Second, Mr. Keller says that President Obama "tried to find a grand bargain with House Republicans, and failed." I think Mr. Keller forgets who walked away from the negotiating table. It was Speaker Boehner that rejected a deal because it would have included tax increases. Sound familiar? I don't understand how the President "failed" in this instance. He put spending cuts, entitlement  and taxes on the table and the House GOP just walked away.

Third, Mr. Keller suggests the president shouldn't have made the sequester deal and given in to the "blackmail." But what was the alternative? Let the government default? The president was facing an unprecedentedly impetuous House GOP that didn't think the government defaulting on its debt obligations was going to be a terrible thing. Come now, every serious observer at the time said, resoundingly, that some deal is better than no deal if we're jeopardizing the full faith and credit of the United States of America. To suggest otherwise now is to do some Monday morning quarterbacking.

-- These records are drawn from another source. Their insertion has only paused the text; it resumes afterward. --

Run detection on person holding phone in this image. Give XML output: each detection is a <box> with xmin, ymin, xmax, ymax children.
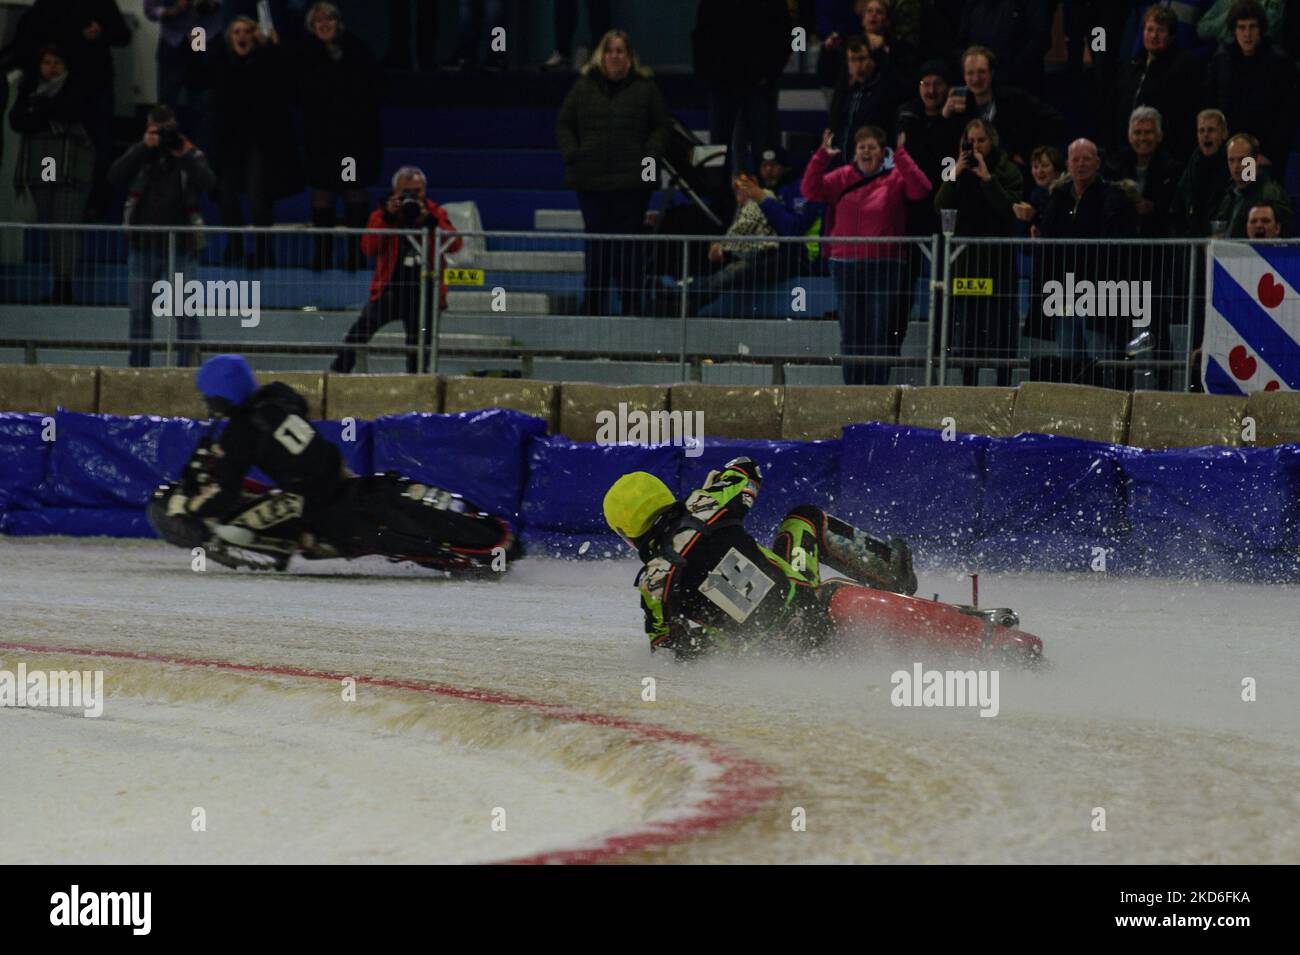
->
<box><xmin>933</xmin><ymin>117</ymin><xmax>1023</xmax><ymax>386</ymax></box>
<box><xmin>942</xmin><ymin>45</ymin><xmax>1064</xmax><ymax>170</ymax></box>
<box><xmin>107</xmin><ymin>105</ymin><xmax>216</xmax><ymax>367</ymax></box>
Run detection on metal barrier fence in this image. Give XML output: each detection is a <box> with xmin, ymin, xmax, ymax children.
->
<box><xmin>0</xmin><ymin>221</ymin><xmax>1282</xmax><ymax>391</ymax></box>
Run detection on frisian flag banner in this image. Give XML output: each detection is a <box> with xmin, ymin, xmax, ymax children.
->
<box><xmin>1203</xmin><ymin>242</ymin><xmax>1300</xmax><ymax>394</ymax></box>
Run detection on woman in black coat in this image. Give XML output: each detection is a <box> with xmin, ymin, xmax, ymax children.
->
<box><xmin>210</xmin><ymin>17</ymin><xmax>303</xmax><ymax>269</ymax></box>
<box><xmin>293</xmin><ymin>2</ymin><xmax>383</xmax><ymax>270</ymax></box>
<box><xmin>556</xmin><ymin>30</ymin><xmax>671</xmax><ymax>316</ymax></box>
<box><xmin>9</xmin><ymin>45</ymin><xmax>94</xmax><ymax>304</ymax></box>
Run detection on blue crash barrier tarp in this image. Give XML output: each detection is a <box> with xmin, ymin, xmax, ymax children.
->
<box><xmin>372</xmin><ymin>409</ymin><xmax>547</xmax><ymax>529</ymax></box>
<box><xmin>521</xmin><ymin>438</ymin><xmax>680</xmax><ymax>558</ymax></box>
<box><xmin>39</xmin><ymin>410</ymin><xmax>211</xmax><ymax>509</ymax></box>
<box><xmin>4</xmin><ymin>408</ymin><xmax>1300</xmax><ymax>580</ymax></box>
<box><xmin>0</xmin><ymin>412</ymin><xmax>50</xmax><ymax>510</ymax></box>
<box><xmin>839</xmin><ymin>423</ymin><xmax>990</xmax><ymax>564</ymax></box>
<box><xmin>978</xmin><ymin>431</ymin><xmax>1128</xmax><ymax>572</ymax></box>
<box><xmin>1119</xmin><ymin>443</ymin><xmax>1300</xmax><ymax>578</ymax></box>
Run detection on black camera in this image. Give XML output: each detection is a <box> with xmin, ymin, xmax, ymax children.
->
<box><xmin>398</xmin><ymin>188</ymin><xmax>424</xmax><ymax>224</ymax></box>
<box><xmin>961</xmin><ymin>139</ymin><xmax>974</xmax><ymax>156</ymax></box>
<box><xmin>158</xmin><ymin>126</ymin><xmax>183</xmax><ymax>152</ymax></box>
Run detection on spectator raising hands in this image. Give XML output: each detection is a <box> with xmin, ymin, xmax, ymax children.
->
<box><xmin>802</xmin><ymin>125</ymin><xmax>932</xmax><ymax>385</ymax></box>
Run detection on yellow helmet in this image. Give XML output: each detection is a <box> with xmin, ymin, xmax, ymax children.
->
<box><xmin>603</xmin><ymin>472</ymin><xmax>675</xmax><ymax>541</ymax></box>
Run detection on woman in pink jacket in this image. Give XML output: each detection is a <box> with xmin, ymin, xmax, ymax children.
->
<box><xmin>802</xmin><ymin>126</ymin><xmax>932</xmax><ymax>384</ymax></box>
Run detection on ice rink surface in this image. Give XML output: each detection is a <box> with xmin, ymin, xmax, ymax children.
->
<box><xmin>2</xmin><ymin>536</ymin><xmax>1298</xmax><ymax>864</ymax></box>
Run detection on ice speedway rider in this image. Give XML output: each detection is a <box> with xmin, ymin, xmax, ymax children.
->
<box><xmin>147</xmin><ymin>354</ymin><xmax>516</xmax><ymax>571</ymax></box>
<box><xmin>602</xmin><ymin>458</ymin><xmax>918</xmax><ymax>659</ymax></box>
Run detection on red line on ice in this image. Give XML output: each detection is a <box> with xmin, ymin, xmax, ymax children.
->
<box><xmin>0</xmin><ymin>640</ymin><xmax>780</xmax><ymax>864</ymax></box>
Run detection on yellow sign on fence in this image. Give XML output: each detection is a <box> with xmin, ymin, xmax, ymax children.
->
<box><xmin>443</xmin><ymin>268</ymin><xmax>485</xmax><ymax>286</ymax></box>
<box><xmin>952</xmin><ymin>277</ymin><xmax>993</xmax><ymax>295</ymax></box>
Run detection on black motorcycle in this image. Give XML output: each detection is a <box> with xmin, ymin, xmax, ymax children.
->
<box><xmin>147</xmin><ymin>446</ymin><xmax>518</xmax><ymax>576</ymax></box>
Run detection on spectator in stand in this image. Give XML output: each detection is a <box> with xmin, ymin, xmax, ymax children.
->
<box><xmin>1106</xmin><ymin>105</ymin><xmax>1185</xmax><ymax>387</ymax></box>
<box><xmin>1176</xmin><ymin>109</ymin><xmax>1230</xmax><ymax>391</ymax></box>
<box><xmin>817</xmin><ymin>0</ymin><xmax>864</xmax><ymax>54</ymax></box>
<box><xmin>1204</xmin><ymin>0</ymin><xmax>1299</xmax><ymax>180</ymax></box>
<box><xmin>1210</xmin><ymin>131</ymin><xmax>1294</xmax><ymax>236</ymax></box>
<box><xmin>9</xmin><ymin>45</ymin><xmax>95</xmax><ymax>304</ymax></box>
<box><xmin>107</xmin><ymin>105</ymin><xmax>215</xmax><ymax>368</ymax></box>
<box><xmin>1012</xmin><ymin>144</ymin><xmax>1062</xmax><ymax>235</ymax></box>
<box><xmin>815</xmin><ymin>0</ymin><xmax>868</xmax><ymax>102</ymax></box>
<box><xmin>688</xmin><ymin>174</ymin><xmax>782</xmax><ymax>317</ymax></box>
<box><xmin>144</xmin><ymin>1</ymin><xmax>223</xmax><ymax>106</ymax></box>
<box><xmin>210</xmin><ymin>17</ymin><xmax>302</xmax><ymax>270</ymax></box>
<box><xmin>556</xmin><ymin>30</ymin><xmax>671</xmax><ymax>316</ymax></box>
<box><xmin>8</xmin><ymin>0</ymin><xmax>129</xmax><ymax>221</ymax></box>
<box><xmin>1028</xmin><ymin>138</ymin><xmax>1139</xmax><ymax>387</ymax></box>
<box><xmin>293</xmin><ymin>2</ymin><xmax>384</xmax><ymax>271</ymax></box>
<box><xmin>943</xmin><ymin>46</ymin><xmax>1065</xmax><ymax>171</ymax></box>
<box><xmin>1246</xmin><ymin>201</ymin><xmax>1287</xmax><ymax>236</ymax></box>
<box><xmin>859</xmin><ymin>0</ymin><xmax>918</xmax><ymax>80</ymax></box>
<box><xmin>895</xmin><ymin>59</ymin><xmax>962</xmax><ymax>233</ymax></box>
<box><xmin>933</xmin><ymin>117</ymin><xmax>1023</xmax><ymax>386</ymax></box>
<box><xmin>692</xmin><ymin>0</ymin><xmax>792</xmax><ymax>175</ymax></box>
<box><xmin>754</xmin><ymin>145</ymin><xmax>826</xmax><ymax>273</ymax></box>
<box><xmin>801</xmin><ymin>126</ymin><xmax>932</xmax><ymax>385</ymax></box>
<box><xmin>1171</xmin><ymin>108</ymin><xmax>1231</xmax><ymax>235</ymax></box>
<box><xmin>446</xmin><ymin>0</ymin><xmax>509</xmax><ymax>71</ymax></box>
<box><xmin>1104</xmin><ymin>106</ymin><xmax>1183</xmax><ymax>239</ymax></box>
<box><xmin>1128</xmin><ymin>1</ymin><xmax>1219</xmax><ymax>60</ymax></box>
<box><xmin>894</xmin><ymin>59</ymin><xmax>959</xmax><ymax>351</ymax></box>
<box><xmin>541</xmin><ymin>1</ymin><xmax>611</xmax><ymax>71</ymax></box>
<box><xmin>331</xmin><ymin>167</ymin><xmax>462</xmax><ymax>374</ymax></box>
<box><xmin>957</xmin><ymin>0</ymin><xmax>1054</xmax><ymax>94</ymax></box>
<box><xmin>1110</xmin><ymin>5</ymin><xmax>1204</xmax><ymax>159</ymax></box>
<box><xmin>383</xmin><ymin>0</ymin><xmax>439</xmax><ymax>71</ymax></box>
<box><xmin>1199</xmin><ymin>0</ymin><xmax>1287</xmax><ymax>47</ymax></box>
<box><xmin>817</xmin><ymin>0</ymin><xmax>918</xmax><ymax>91</ymax></box>
<box><xmin>827</xmin><ymin>37</ymin><xmax>908</xmax><ymax>159</ymax></box>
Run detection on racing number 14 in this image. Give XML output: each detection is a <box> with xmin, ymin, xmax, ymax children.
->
<box><xmin>273</xmin><ymin>415</ymin><xmax>315</xmax><ymax>455</ymax></box>
<box><xmin>699</xmin><ymin>548</ymin><xmax>774</xmax><ymax>623</ymax></box>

Fourth, Keller doesn't think Obama should have made the deal at the beginning of 2013, the deal that kicked the sequester can down the road, but also secured tax increases for those making more than $400,000 a year. Mr. Keller believes "the Republicans, having budged once on taxes, felt no inclination to budge again." But I think this misreads where the current negotiations stand. President Obama isn't asking to raise taxes. He's asking to close market distorting loopholes and in exchange he's talking about serious entitlement reform. How radical an idea are closing these loopholes? So radical that Speaker Boehner supported doing it in November of 2011.

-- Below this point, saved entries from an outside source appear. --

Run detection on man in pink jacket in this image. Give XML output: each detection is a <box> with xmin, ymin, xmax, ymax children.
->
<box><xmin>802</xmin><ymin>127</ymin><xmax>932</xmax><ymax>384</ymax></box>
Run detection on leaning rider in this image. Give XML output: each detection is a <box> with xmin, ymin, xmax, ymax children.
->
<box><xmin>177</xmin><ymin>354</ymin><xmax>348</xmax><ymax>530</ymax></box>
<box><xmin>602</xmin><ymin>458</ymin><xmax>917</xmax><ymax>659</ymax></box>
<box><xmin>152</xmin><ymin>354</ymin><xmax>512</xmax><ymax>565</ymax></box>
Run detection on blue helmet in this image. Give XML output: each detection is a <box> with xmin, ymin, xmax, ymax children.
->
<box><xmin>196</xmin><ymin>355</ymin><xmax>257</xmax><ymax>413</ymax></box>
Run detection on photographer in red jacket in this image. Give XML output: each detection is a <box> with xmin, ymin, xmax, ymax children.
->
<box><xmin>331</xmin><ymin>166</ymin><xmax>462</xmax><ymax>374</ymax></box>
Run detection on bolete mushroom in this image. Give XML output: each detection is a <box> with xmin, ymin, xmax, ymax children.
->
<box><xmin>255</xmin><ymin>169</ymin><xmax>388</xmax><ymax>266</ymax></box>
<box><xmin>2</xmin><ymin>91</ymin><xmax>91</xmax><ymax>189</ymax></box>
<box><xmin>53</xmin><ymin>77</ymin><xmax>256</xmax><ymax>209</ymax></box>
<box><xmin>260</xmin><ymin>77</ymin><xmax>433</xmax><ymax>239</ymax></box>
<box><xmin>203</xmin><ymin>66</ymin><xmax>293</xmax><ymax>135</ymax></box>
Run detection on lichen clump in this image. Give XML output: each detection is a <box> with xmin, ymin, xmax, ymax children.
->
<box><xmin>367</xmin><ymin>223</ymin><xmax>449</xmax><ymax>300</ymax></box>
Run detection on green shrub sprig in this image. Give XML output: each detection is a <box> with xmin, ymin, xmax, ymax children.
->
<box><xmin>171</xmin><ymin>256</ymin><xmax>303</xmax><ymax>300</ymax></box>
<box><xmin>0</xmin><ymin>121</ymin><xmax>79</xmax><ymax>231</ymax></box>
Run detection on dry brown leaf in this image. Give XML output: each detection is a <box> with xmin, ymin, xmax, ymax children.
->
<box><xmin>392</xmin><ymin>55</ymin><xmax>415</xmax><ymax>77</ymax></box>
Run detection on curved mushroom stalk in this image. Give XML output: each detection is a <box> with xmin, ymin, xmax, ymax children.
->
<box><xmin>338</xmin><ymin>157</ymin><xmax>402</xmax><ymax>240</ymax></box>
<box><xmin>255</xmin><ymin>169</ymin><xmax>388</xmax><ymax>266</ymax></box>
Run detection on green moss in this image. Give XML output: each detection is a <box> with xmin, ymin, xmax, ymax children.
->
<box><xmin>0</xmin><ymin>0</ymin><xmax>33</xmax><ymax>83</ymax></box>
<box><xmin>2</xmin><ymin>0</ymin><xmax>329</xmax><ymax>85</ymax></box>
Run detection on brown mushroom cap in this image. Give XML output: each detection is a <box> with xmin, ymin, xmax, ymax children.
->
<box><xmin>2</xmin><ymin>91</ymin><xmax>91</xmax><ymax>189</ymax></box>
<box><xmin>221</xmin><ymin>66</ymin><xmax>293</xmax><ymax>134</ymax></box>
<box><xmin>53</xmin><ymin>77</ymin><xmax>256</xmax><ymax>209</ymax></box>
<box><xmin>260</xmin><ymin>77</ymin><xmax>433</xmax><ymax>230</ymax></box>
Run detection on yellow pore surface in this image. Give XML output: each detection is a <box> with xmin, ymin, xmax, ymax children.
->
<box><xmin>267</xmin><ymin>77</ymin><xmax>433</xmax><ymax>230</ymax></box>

I'm sorry, but I'm just not buying what Mr. Keller is selling. Without a doubt the president has made mistakes in the negotiations, but you have a president who campaigned on higher taxes for folks earning more than $250k a year and won the election. You have a "socialist" president who has put means testing and chained CPI on the table for entitlement reform. You have a "socialist" president that has already agreed to measures that will cut $4 trillion from the long term debt.

This is not Obama's fault. This is the fault of an intractable opposition that would rather see Rome burn than consider doing things that it considered entirely reasonable less than eighteen months ago. So please, Mr. Keller, let's get the history right and keep in mind the scope of things. And let's also remember this: If only one side is negotiating, you can't reach a deal.